Я его не тревожу, он мне не вредит. Кабы все так жили
Старик отошел к печи, погремел горшками, поднес Микулке прямо ко рту лубяной ковш с парным отваром.
Пей.
А это что?
Обжегся на молоке, теперь и на воду дуешь. улыбнулся старик. Пей, говорю! С горной травы отвар. В ваших краях такой и не сыщешь, а тут растет. Большущей живительной силы эта трава! Олени раненые ее поедом гложут, даже волк ест, коль припечет. А уж нам, людям, ни к чему не привыкать!
Микулка хлебнул терпкого отвару, внутри разлилось приятное тепло. А когда луна за окном перевалилась за верхушку горы, спал жар, губы повлажнели и Микулка попробовал подняться с лавки.
Ты сильно не храбрись. посоветовал старик. Слаб еще. Перелазь на печь, и отлежись до солнца. А вот если по нужде, так ступай, нечего новы портки поганить.
Какая нужда на голодное брюхо? искренне удивился Микулка, с трудом перелезая на печь.
Что за сладкое чувство, лежать вот так на боку, слушать как за окном студеный ветер плюется снежными хлопьями. Хорошо! Тепло и приятно. Только ветер подвывает в трубе, да филин щелкает клювом, выискивая что-то в перьях. Или кого-то.

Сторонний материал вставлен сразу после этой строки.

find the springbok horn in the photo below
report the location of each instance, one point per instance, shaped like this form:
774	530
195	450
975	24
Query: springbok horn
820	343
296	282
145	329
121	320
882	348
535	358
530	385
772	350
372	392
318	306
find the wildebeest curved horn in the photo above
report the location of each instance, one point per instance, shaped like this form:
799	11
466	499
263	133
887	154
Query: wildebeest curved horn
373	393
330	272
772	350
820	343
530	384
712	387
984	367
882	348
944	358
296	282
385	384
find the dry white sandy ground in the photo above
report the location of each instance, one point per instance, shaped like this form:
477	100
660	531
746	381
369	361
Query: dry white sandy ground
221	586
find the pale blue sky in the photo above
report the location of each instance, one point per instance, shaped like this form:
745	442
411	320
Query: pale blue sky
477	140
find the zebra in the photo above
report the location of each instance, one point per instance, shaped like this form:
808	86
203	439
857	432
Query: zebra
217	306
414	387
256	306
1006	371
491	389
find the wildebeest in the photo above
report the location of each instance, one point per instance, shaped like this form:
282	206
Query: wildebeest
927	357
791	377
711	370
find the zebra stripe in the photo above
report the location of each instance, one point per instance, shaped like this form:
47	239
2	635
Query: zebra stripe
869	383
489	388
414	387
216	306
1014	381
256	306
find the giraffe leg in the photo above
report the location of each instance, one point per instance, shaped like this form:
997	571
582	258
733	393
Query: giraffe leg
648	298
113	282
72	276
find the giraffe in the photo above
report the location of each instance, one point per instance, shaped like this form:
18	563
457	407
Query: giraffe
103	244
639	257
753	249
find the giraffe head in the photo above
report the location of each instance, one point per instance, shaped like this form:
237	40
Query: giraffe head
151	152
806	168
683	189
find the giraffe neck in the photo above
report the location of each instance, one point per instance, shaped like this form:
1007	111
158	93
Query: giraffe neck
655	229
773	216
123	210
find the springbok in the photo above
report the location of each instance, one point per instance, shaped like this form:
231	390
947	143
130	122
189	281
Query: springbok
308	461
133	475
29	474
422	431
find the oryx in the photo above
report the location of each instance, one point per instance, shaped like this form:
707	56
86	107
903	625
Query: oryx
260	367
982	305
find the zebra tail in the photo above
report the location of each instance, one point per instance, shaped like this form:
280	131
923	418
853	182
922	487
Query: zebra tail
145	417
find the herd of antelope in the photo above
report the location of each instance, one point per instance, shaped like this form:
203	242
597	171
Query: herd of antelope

Так ты и не сказал, отчего тебе среди своих места нету. нарушил тишину старик.
А вежливый человек второй раз не спросит, коль сразу не ответили.
Соплив ты еще больно, вежливости меня учить. Не я у тебя в гостях. Может ты вор какой, а то и вообще душегуб-головник.
Какой из меня вор!
Так отчего тогда с деревни ушел?
А оттого, что байстрюк я! неожиданно сорвался на слезу Микулка. И незнамо чей сын.
А мамка что говорит? Она-то батьку твого должна бы знать. Ну хоть видеть. Если не во хмелю была. Да ты на хмельного дитятю не больно похож. Разве что худоват.
А она все одно твердит махнул рукой паренек. Герой, говорит, твой батька. Герой, каких свет не видывал. От муж ее за это бивал Ну бивал Пока сам дубу не врезал, спьяну в колодезь ухнулся. Рыбам на смех.